By Douwe Miedema
NEW YORK, Jan 29 (Reuters) - Twenty casually clad men crowd around a screen at derivatives broker GFI, shouting prices at each other and to clients on the phone.
It is one of the noisiest parts of a male-dominated trading floor where shoeshiners crouch in a corner, smells waft as caterers bring around food, and one man gets a back massage at his desk.
At rival ICAP, a huge whiteboard on a wall has names of banks scribbled all over it, with prices of trades behind them. Every so often, a trader gets up, erases a number, and adds a new one with a marker pen.
Even as regulators around world are bringing the opaque and clubby $630 trillion derivatives business into the open, there will likely remain vestiges of old-school trading practices such as brokering deals over the phone.
U.S. regulators had originally limited “voice broking” in a proposal issued in early 2011.
The thought was that the practice - in which brokers work the phones to match buyers and sellers of often thinly traded and complex financial products - runs counter to efforts to shed light on so far unregulated derivatives.
But the industry fought back, arguing that these phone calls do not give rise to shady deals. They also contend that many of these derivatives deals are so customized that they need a human touch, not just an electronic execution of a trade.

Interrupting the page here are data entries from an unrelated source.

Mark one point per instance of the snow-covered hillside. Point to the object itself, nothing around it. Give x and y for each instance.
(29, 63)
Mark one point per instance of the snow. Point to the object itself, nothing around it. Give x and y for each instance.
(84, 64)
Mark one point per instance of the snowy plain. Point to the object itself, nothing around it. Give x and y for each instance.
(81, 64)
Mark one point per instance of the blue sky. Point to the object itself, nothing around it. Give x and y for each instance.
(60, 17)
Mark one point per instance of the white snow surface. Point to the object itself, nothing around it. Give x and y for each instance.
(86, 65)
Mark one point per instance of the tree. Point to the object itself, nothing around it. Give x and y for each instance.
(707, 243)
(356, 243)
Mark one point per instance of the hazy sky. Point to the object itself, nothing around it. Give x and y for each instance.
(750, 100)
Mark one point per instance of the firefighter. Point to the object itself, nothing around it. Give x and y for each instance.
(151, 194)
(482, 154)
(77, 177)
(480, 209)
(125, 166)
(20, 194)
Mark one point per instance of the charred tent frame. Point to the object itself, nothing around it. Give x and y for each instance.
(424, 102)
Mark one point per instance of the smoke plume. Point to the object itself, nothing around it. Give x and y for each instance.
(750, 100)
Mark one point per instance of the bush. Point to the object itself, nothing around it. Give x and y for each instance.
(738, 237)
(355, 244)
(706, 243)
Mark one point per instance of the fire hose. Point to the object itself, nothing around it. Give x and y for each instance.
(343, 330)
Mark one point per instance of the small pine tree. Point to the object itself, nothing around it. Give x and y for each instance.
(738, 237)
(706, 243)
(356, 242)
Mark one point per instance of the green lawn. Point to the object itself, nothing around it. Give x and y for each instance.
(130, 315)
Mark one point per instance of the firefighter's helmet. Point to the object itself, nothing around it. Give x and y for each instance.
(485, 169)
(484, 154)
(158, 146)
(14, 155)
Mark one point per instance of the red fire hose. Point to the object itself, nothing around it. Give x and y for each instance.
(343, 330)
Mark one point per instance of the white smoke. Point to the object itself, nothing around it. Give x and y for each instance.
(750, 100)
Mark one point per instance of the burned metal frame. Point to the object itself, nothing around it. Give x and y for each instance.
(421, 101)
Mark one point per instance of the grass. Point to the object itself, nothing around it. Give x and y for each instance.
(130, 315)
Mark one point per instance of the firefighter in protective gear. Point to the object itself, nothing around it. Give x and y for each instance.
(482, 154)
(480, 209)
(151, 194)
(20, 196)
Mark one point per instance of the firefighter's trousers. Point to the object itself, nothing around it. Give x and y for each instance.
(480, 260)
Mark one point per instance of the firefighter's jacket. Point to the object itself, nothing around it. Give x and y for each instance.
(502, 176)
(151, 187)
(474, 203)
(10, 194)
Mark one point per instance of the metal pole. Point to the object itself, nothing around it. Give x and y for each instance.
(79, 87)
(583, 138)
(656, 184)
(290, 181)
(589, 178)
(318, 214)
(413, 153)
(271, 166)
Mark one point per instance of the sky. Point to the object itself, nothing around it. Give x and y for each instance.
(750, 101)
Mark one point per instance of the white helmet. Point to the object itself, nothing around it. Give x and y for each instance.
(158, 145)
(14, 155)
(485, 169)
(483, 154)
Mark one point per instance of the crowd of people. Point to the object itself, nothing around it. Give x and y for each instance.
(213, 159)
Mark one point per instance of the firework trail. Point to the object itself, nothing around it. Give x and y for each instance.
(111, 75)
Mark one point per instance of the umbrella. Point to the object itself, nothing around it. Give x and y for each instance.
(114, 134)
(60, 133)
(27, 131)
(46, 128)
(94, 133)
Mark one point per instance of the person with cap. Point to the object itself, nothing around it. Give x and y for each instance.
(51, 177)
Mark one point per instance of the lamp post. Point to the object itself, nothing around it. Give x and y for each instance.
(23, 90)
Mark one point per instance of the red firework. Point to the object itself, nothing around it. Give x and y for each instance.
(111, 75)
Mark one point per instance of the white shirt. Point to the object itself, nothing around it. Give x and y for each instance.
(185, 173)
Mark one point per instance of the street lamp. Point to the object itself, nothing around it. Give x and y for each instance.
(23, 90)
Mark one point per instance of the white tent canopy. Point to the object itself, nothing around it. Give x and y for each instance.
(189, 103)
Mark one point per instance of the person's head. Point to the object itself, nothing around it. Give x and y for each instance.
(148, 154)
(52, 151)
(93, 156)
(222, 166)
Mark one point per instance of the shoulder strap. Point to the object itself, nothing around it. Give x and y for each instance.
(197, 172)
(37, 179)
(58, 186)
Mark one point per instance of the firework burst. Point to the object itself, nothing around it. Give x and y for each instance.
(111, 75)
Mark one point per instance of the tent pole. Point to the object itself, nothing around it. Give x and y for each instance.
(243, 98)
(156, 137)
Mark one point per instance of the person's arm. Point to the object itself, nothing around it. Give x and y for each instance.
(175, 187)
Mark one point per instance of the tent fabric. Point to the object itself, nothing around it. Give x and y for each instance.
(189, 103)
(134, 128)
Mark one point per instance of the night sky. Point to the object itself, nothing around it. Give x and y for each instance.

The brokers are expressing hope that the top U.S. derivatives regulator - the Commodity Futures Trading Commission (CFTC) - has listened, and is now poised to soften the restriction on voice broking in the coming weeks.
“The misconception is that voice-brokerage is bilateral. The misconception is that Goldman calls up GFI to connect them with JPMorgan, whispering in the phone,” Chris Giancarlo, GFI’s head of strategy, said in an interview.
But no trader at these banks would pay a broker just to speak to another firm, he said. “Why pay a broker? You only go to a broker because you want to see the whole market.”
In the future, all but the most exotic derivatives will need to be traded on exchange-like platforms, which firms like ICAP and GFI hope to run. Still up for debate is how much of the trading can take place over the phone.
Unregulated derivatives - used to hedge risk, but mainly a playground for speculators - were at the heart of the 2007 financial crisis, when a sudden crash in these complex financial instruments caused hefty losses at banks.
Wall Street banks such as JPMorgan, Citibank and Bank of America are the main dealers, but ICAP and GFI are among a handful of matchmakers that broker trades between buyers and sellers of derivatives.
Known as interdealer brokers, they enable the banks to trade without having to pick up the phone to talk to their arch rivals, and risk disclosing commercial information.
The actual broking takes place over the phone, but prices are often entered into an electronic system as soon as a deal has taken place, for all to see.
They charge a fee - typically in the order of $20 to $60 - for each trade they bring about, but they do not trade themselves. Tullett Prebon, Tradition and BGC are the other main players.
Sharing annual turnover of some $8 billion, the five brokers run a modest industry, but are an important part of the market, with the lion’s share of the trillions of dollars worth of trading passing through their hands each year.
Bart Chilton, one of the CFTC’s five commissioners who will decide the issue, said last year at a conference in New York that he was in favor of keeping voice broking in place.
“I stand by what I said that we need to allow voice brokers. That said, it doesn’t mean we shouldn’t have transparency and reporting of voice brokers,” Chilton told Reuters in an emailed statement this week.
In the coming weeks, the CFTC is due to decide on voice broking when it votes on final rules for the new swap trading platforms, known as Swap Excecution Facilities (SEF).
But even if hard lobbying by firms such as GFI and ICAP has saved voice broking for now, the industry recognizes that market forces mean the practice is inevitably on the decline.
Global rules on derivatives and the 2010 Dodd-Frank financial reform law give preference to more standardized swap products that can be traded on electronic platforms so as to increase transparency.
ICAP made more money from electronic broking and other services than from voice broking in 2012 at an operating profit level, the company’s annual report shows.
New entrants such as Bloomberg, Tradeweb (which is majority-owned by Thomson Reuters ) and MarketAxess also form a threat, aiming to become SEFs and offering electronic platforms without relying much on phone trading.
“Market parties want more transparency... It’s just a business evolution,” Lee Olesky, Tradeweb’s chief executive officer said in an interview.
Cutting down on voice broking could also mean higher margins for the firms. For each trade they match, a broker takes home roughly half of the fee. As a result, these companies spend more on compensation even than investment banks.
Still, with the market forces shifting, it will not be immediately clear if and when the noisy trading floors will become a thing of the past.
“It’s going to continue to evolve and ... the real big change is not going to be super-apparent for another year to 18 months after the rules are finalised,” said Tradeweb’s Olesky.